Both Modi and Chinese President Xi Jinping have built public support in large part on nationalism and a promise of future greatness. This often translates into aggressive rhetoric, particularly when playing to a domestic audience.
Such an approach was evidenced in Chinese coverage of recent PLA maneuvers in the Himalayas. Equally, despite Delhi’s public calls for easing tensions, leading Indian government figures have struck an aggressive tone, with Home Affairs Minister Amit Shah telling a rally of the ruling Bharatiya Janata Party (BJP) earlier this month that “any intrusion into the the borders of India will be punished.”
“Some used to say that US and Israel were the only countries which were willing and capable of avenging every drop of the blood of their soldiers,” Shah said. “(Modi) has added India to that list.”
Writing for CNN this month, retired Indian general Singh said that part of the problem is that the de facto border, the LAC, is so ill defined.

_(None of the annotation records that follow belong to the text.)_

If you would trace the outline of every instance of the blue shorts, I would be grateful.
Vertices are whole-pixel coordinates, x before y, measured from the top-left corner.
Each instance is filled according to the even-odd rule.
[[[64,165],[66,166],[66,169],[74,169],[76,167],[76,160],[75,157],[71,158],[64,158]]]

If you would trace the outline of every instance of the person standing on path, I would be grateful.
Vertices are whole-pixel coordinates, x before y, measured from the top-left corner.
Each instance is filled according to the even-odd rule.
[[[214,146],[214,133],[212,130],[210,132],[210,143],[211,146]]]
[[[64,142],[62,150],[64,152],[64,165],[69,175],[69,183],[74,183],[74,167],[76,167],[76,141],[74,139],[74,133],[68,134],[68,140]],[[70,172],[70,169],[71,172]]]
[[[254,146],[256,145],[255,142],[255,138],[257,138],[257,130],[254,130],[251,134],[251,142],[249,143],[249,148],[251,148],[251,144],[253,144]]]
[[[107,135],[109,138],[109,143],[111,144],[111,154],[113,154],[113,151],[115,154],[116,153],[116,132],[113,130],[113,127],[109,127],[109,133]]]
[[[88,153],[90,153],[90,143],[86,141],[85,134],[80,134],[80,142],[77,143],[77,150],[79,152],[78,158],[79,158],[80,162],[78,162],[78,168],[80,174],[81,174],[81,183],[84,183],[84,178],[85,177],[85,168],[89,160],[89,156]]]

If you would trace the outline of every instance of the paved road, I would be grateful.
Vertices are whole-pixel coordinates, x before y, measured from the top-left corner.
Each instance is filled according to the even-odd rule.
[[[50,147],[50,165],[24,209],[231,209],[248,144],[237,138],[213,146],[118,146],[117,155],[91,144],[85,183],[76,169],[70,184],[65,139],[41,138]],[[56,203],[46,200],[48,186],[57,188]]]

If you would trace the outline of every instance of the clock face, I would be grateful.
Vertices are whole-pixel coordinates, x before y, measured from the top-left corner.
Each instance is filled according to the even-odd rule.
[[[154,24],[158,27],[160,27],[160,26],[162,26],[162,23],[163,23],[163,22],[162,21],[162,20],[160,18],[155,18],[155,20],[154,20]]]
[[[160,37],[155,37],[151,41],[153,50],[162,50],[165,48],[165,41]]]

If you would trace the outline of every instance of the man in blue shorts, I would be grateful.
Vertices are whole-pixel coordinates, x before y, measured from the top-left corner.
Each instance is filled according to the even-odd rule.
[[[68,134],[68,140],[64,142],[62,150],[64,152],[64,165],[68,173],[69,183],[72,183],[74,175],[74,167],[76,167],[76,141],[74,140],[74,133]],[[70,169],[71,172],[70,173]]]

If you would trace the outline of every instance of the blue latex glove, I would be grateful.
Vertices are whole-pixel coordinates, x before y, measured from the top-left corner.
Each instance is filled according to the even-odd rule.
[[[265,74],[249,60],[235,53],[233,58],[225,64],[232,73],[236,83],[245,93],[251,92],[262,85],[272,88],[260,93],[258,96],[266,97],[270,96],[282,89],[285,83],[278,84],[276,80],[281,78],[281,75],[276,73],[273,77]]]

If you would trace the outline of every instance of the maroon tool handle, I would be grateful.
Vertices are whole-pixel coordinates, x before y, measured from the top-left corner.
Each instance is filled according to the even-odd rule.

“At strategic and operational levels, both militaries have exercised restraint,” he said. “However, at the tactical level, face-offs occur due to differing perceptions of where the actual border is as the LAC is not delineated on the ground. While face-offs get resolved locally, those related to the building of infrastructure, such as roads and defence fortifications, invariably take longer and require a combination of military and diplomatic initiatives.”